State Sen. Marc Basnight, D-Dare, president pro tempore of the Senate, has resisted the gay-marriage vote because state law already forbids gay marriage.
It appears that Forrester’s bill will have no more success than the almost-perennial drive for a gay-marriage ban, which Forrester is pushing for again this year, a fact that he brought up in the interview.
“It was just a statement saying that I thought we ought to be able to handle our own health-care needs without the federal government coming in,” he said.
It’s doubtful the bill will be taken up by the full Senate in the short session, which, on the whole, is held to consider budget matters, Forrester noted.
Forrester’s bill reads like a well-placed activist’s response to the U.S. Senate’s Christmas Eve 2009 passage of the Patient Protection and Affordable Care Act.
An altered version of that legislation was signed into law in March by President Barack Obama.
The congressional act was expected to extend health coverage to millions of Americans, resulting in the coverage of 94 percent of United States citizens.
The act could end up costing more than $1 trillion over the next 10 years, according to the Congressional Budget Office.
Many conservatives and even some moderates object to the scope of the health-care overhaul, which they maintain is too costly and intrusive.
The N.C. Republican Party, bolstered by GOP elected officials, called on N.C. Attorney General Roy Cooper to join other states that are suing to stop the health-care overhaul from taking hold. Cooper declined to pursue that course, a decision that was supported by numerous Democratic officials in Raleigh and elsewhere.
According to a recent online report from Reuters news service, 20 states and a national business lobbying organization are suing to stop health-care reform in its present form.
Forrester’s state bill, another attempt to stop reform, has seven co-sponsors, all Republicans.
Asked whether he had been contacted by any opposing or supportive advocacy groups, Forrester replied by saying, “Nobody at all has contacted me about it either way, one way or the other.”
Asked whether the bill has a chance of making it to the Senate floor, he said, “Probably not.”
“I’m a Republican,” Forrester said. “The Democrats control the Senate, the Democrats control the governor’s mansion, they control the attorney general’s office, and the Democrats don’t want to offend President Obama. I don’t think the bill will see the light of day.”

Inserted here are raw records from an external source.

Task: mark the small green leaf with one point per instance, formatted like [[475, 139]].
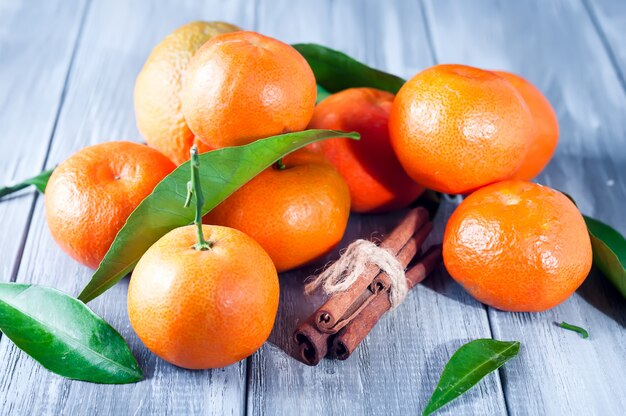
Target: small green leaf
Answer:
[[467, 366], [64, 335], [321, 93], [583, 332], [222, 172], [40, 181], [609, 252], [336, 71]]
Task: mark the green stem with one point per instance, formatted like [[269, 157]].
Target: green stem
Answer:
[[40, 181], [280, 165], [194, 188]]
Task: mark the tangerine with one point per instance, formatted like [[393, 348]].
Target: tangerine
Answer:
[[297, 212], [243, 86], [371, 169], [517, 246], [456, 128], [545, 135], [90, 195], [157, 89], [203, 309]]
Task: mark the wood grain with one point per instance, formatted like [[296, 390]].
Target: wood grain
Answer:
[[556, 47], [397, 367], [29, 104], [116, 40]]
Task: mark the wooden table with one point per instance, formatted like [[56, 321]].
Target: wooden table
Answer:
[[67, 70]]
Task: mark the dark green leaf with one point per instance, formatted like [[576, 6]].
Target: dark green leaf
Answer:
[[336, 71], [40, 181], [583, 332], [64, 335], [468, 365], [609, 252], [222, 172], [321, 93]]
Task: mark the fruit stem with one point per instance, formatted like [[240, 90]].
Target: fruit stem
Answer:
[[194, 188], [280, 165]]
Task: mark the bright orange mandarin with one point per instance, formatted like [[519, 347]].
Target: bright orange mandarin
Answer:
[[90, 195], [456, 128], [371, 169], [157, 90], [517, 246], [203, 309], [545, 135], [297, 214], [243, 86]]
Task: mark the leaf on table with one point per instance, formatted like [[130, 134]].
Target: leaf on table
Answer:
[[609, 252], [467, 366], [582, 331], [336, 71], [40, 181], [222, 172], [64, 335]]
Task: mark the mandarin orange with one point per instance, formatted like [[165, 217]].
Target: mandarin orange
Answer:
[[157, 90], [90, 195], [456, 128], [371, 169], [243, 86], [517, 246], [297, 213], [545, 135], [203, 309]]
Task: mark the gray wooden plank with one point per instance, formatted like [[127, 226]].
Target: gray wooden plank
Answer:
[[554, 45], [397, 367], [33, 68], [117, 38], [609, 17]]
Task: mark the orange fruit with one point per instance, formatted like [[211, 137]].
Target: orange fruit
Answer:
[[90, 195], [203, 309], [297, 214], [157, 89], [517, 246], [456, 128], [545, 135], [243, 86], [371, 169]]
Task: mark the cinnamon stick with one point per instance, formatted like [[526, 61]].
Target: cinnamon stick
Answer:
[[312, 344], [350, 336], [338, 305]]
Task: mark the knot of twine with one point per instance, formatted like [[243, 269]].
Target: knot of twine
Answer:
[[343, 273]]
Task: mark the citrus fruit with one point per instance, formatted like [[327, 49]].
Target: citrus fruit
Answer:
[[545, 135], [203, 309], [517, 246], [90, 195], [371, 169], [297, 214], [243, 86], [157, 89], [456, 128]]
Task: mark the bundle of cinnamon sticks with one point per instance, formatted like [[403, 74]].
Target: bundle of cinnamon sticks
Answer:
[[337, 328]]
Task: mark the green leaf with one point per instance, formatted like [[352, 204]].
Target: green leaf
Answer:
[[609, 252], [321, 93], [222, 172], [40, 181], [467, 366], [336, 71], [582, 331], [64, 335]]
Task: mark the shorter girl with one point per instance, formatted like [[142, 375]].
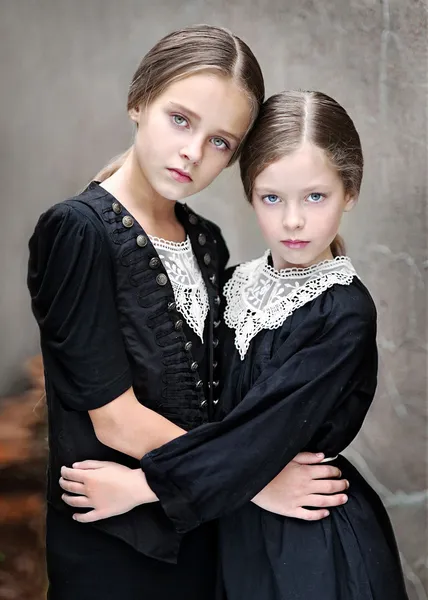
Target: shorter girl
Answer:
[[299, 369]]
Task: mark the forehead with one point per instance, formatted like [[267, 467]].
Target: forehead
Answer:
[[217, 100], [305, 166]]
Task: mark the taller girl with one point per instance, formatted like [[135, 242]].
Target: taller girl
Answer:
[[120, 327]]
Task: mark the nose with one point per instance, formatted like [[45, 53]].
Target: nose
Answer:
[[293, 218], [193, 151]]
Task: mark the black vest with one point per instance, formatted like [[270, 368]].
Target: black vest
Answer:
[[174, 373]]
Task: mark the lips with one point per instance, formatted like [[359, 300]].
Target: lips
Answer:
[[295, 244], [181, 176]]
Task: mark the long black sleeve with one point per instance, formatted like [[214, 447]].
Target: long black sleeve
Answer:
[[73, 299]]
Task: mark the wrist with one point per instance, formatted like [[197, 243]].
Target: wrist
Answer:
[[143, 493]]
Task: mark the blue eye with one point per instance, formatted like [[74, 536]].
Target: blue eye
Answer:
[[220, 144], [316, 197], [271, 199], [179, 120]]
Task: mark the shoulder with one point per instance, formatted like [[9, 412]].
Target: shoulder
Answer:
[[352, 299], [69, 219], [348, 309], [212, 230]]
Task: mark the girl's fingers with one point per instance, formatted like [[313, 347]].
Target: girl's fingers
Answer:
[[324, 471], [77, 501], [72, 486], [308, 458], [90, 517], [90, 464], [310, 515], [73, 474], [325, 501], [328, 486]]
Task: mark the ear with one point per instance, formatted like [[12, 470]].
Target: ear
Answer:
[[135, 114], [350, 201]]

The senator said he believes the health-care fight will find its way to the U.S. Supreme Court.
“Maybe that will resolve the problem,” he said.
Another way to stop reform would be for the GOP to gain control of the U.S. House and refuse to fund the programs outlined in the congressionally passed law, he stated.
Forrester’s solutions were supported in part by Beaufort County Commissioner Al Klemm, a Republican who has tracked health-care issues closely in order to analyze local effects.
“I read through a lot of stuff,” Klemm said. “Basically, (the litigants) could possibly charge the constitutionality of it, but it would probably be something that would have to go through the Supreme Court.”
He added, “I don’t see how it could get past first base, but I’m not a lawyer, so I don’t know.”
Pundits on both sides have wondered aloud whether the states’ lawsuit could be successful, since federal law generally takes precedence over state law, and insurance for motorists already is compulsory.
Comments from other senators — Democrats and Republicans — were difficult to obtain this week because the lawmakers in that chamber were grappling with their proposed adjustments to the state budget Tuesday and Wednesday.
Forrester also was involved in the budget dealing, but found time for a quick, after-hours interview Tuesday evening.